Читать «Простодушное чтение» онлайн - страница 167

Сергей Павлович Костырко

...

«…всегда недоумевал, вроде бы грамотные все, в университетах учились. Откройте Геродота, перечитайте Ветхий Завет. Что такого особенного вы нашли в этом Освенциме? Если дело не в масштабе и не в способе, то ведь решительно ничего нового не произошло. А ведь с вашей же, гуманистической, точки зрения дело не в масштабе и не в способе. Вам каждая личность важна и абсолютно ценна. Так что же вы не устраиваете истерики по поводу тех, в прошлом. Почему это они и в Бога могли верить, и стихи сочинять, несмотря на всегда бывшие ужас и жестокость, а вы, стоит вас прижать, только одно и повторяете: „Бог умер! После Освенцима нельзя сочинять стихов!“ Может быть, дело не в том, что происходит, а в том, с кем происходит? Может быть, верно то, что я вычитал у Августина, сидя в старой монастырской библиотеке, еще задолго до всего этого недоразумения с гуманизмом: „Важность не в том, каково то, что терпят, а только в том, каков тот, кто терпит, ибо одинаковым движением взболтанные – навоз смердит невыносимо, а благовонное пахнет приятно“».

Действительно, дался гуманистам этот Освенцим! Им бы принюхаться! Какие благовония курятся из прошлого! Ну порубали славяне литовцев. И сгинули те без слышимого ропота. А потом литовцы славян положили «несть числа». И снова тихо. Благостно. Знали, для чего родились: «Оставьте меня быть пищею зверей и посредством их достигнуть Бога» (Игнатий Богоносец). Знали и не взбухали, не впадали в «истерическую сентиментальность» по поводу своих страданий. А эти, из нового времени, слюнями и соплей изошлись со своим гуманностью. Истерика за истерикой. Все отличились. Армяне, например. Турки их, видите ли, порезали. Над юницами перед убиением глумились. До сих пор успокоиться не могут. Да христиане они, в конце концов, или нет?! Про евреев я уж вообще молчу… А как хорошо-то крестьянство русское умирало! Как благостно, как благовонно. Кинохроника сохранилась, можно полюбоваться на экране изображениями этих людей, при жизни уже смертью обугленных. Душа радостью исходит! Или бабушку собственную вспомнить. Как они там в ссылке, из своей деревни, из своего дома выселенные, загибались. Тихо так, без укоров. Или дедушку. Или другого, двоюродного дедушку, беззвучно в ГУЛаге сгинувшего. И ничего, прав не качали, не воняли всякими там нюренбергами или хельсинками. А украинцев голодом два года вымаривали. Господи, как приятно было бы сейчас нюхнуть. Так нет ведь! Поломали кайф гуманисты! Задним числом подняли хай! До сих пор в истерике бьются: коллективизация! террор! ГУЛаг! Вот от кого смердение-то навозное идет…
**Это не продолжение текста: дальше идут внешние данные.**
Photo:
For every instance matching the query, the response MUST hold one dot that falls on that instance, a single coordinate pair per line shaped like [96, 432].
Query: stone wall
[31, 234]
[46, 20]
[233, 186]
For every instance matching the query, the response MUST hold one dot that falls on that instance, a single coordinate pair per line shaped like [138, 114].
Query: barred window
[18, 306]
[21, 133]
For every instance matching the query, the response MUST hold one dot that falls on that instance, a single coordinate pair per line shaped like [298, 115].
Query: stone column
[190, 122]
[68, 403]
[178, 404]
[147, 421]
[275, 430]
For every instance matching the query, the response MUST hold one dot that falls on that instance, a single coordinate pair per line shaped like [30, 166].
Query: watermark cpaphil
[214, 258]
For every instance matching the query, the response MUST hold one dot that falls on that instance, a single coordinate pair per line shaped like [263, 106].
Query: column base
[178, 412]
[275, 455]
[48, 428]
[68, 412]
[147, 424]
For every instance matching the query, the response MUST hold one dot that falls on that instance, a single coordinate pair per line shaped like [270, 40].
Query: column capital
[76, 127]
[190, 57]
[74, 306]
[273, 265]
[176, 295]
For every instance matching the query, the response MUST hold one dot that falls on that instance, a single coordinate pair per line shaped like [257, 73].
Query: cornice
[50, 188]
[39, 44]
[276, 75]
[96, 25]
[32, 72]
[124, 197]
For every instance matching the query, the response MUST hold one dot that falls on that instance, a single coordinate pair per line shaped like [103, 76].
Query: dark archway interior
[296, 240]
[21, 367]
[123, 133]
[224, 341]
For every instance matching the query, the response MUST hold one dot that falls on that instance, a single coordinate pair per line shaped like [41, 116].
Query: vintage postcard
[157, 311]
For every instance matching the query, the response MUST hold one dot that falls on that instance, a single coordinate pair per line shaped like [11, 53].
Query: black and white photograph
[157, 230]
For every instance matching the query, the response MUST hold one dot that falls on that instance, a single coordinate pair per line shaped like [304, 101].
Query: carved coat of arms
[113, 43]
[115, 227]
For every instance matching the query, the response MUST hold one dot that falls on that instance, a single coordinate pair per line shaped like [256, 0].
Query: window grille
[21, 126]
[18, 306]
Мой журнальный коллега, когда я рассказал про действие этой цитаты на меня, сказал: успокойся, пойми, он не то имел в виду. Нынешнему поколению до лампочки, что там было на самом деле в Освенциме, автору было важно выразить мысль, а мысль-то верная.

Да, разумеется. Избирательность сострадания – штука омерзительная. Я согласен с Серегиным. Избирательность в таких ситуациях – первый симптом нечувствительности человека к чужой боли, неспособности к состраданию. Но почему из этого следует, что само по себе сострадание – вещь сомнительная, я не понимаю. Искренне не понимаю. А здесь именно само понятие сострадания ставится под сомнение глумливой интонацией, которой оркестровано при употреблении – у автора не дрогнула рука вписать слова про смердящий навоз, уподобив ему погибших в Освенциме.